D N WadiaTed Nield reflects on the heroes of the geological past, and why we envy them.

Geoscientist 19.8 August 2009

In this issue of Geoscientist we celebrate the 90th anniversary of the publication of one of those books that are rarely written these days (and if they are written, hardly ever by one author). The book in question is Geology of India, by Darashaw Nosherwan Wadia.

D N Wadia exemplifies the sport of world-bestriding hero that could perhaps only have existed in the dream-time of Earth sciences; men like Alex du Toit (1878-1948) who between 1903 and 1920 mapped in detail over 50,000 square miles between the Cape and Natal, of which 43,000 square miles were published as maps. Du Toit did it from a donkey-wagon (his mobile home while in the veldt) from which he would venture daily on a push-bike. Moreover, he would carry with him a plane table - which he would use to make the base-map onto which to map the geology. So, in reality, he mapped that enormous area twice. What is more, if present-day geologists going over the same ground find a conflict between their observations and his, it isn’t usually they who turn out to be correct.

People like Wadia and du Toit did what they did without satellite images, GPS, motor vehicles, air conditioning, mobile phones or air transport. They enjoyed little or no logistical support either. It is easy to see why they might have envied us our comforting and labour-saving gadgets, but why is it that we envy them?

Freedom. As pioneers they had little or no literature to mug up. Nobody else was doing what they were doing. They tended to be given enormous jobs when they were in their mid to late twenties, and were – by and large - left to get on with them. No manager looked over their shoulders, asking where their next paper was coming from, or when the next sheet would be finished. No bean-counter totted up citations or did cost/benefit analyses of research output to satisfy the latest government fad. It was just them, and the rocks.

Life cannot be that way now. Every age has its peculiar freedoms and oppressions; and the two are intimately linked. The more we, in our age, rely on technical fixes and motorised transport, the more everything costs, and the more we rely on the work of others. Similarly, not being pioneers means we can no longer stay at the forefront of everything ourselves where Wadia could write about tectonics with one hand and vertebrate palaeontology with the other.
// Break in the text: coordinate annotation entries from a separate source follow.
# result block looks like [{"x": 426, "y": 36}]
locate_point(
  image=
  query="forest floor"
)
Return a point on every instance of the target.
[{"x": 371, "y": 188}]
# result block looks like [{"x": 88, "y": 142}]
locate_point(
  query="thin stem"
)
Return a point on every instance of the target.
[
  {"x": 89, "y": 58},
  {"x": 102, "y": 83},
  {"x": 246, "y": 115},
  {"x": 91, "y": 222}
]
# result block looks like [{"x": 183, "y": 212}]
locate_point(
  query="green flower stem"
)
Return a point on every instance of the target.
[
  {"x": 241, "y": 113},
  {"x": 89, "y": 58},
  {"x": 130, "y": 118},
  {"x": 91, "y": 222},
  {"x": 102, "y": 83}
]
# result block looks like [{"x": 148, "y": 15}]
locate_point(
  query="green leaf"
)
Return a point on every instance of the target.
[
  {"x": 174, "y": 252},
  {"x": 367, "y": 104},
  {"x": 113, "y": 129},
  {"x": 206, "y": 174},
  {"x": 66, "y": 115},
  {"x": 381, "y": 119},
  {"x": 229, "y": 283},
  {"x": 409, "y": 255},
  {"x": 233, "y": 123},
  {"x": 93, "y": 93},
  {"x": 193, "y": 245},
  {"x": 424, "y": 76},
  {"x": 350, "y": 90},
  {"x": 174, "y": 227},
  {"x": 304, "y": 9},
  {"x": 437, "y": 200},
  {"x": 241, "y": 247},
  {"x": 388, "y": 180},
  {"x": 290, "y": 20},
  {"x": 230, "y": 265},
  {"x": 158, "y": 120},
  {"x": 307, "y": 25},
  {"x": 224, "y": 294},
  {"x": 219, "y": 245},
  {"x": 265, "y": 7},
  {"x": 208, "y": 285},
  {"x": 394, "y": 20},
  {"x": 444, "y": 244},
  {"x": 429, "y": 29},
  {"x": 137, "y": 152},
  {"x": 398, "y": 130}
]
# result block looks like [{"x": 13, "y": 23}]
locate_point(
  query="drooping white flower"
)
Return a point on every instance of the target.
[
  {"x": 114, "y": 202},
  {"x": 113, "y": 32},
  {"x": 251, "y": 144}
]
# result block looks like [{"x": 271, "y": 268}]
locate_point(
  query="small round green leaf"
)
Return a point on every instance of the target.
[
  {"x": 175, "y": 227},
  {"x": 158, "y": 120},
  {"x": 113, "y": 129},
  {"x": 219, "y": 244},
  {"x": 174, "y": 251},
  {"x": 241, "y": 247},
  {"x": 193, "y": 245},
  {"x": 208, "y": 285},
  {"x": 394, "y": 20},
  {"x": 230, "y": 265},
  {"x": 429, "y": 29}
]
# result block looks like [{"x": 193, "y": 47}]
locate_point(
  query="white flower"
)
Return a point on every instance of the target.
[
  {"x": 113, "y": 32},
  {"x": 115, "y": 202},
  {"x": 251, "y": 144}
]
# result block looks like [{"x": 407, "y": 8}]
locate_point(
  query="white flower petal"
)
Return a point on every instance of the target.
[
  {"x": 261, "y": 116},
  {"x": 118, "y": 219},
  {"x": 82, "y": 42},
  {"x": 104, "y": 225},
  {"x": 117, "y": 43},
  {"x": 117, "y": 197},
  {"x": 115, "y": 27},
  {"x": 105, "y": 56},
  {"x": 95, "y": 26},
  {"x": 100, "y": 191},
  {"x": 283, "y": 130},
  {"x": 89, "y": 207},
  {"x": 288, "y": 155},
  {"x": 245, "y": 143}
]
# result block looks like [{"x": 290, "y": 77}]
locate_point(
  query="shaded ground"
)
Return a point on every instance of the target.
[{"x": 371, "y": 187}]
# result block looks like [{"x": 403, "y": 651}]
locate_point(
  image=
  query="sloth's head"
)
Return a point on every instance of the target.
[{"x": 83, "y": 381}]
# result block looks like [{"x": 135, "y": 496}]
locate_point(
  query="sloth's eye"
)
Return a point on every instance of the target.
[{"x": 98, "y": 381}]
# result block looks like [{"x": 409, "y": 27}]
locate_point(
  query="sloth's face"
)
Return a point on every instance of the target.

The more we rely on others, the more we must defer to them. The more we cost, the more we must answer to paymasters. The freedom enjoyed by our heroic forebears was bought, at least in part, at an enormous cost in time and inconvenience. How many of us today would be prepared to pay it, even if we could? Ultimately, what we envy in the likes of Wadia and du Toit is a self-reliance that history and pensions conspire to render us too small, dependent and frightened to deserve.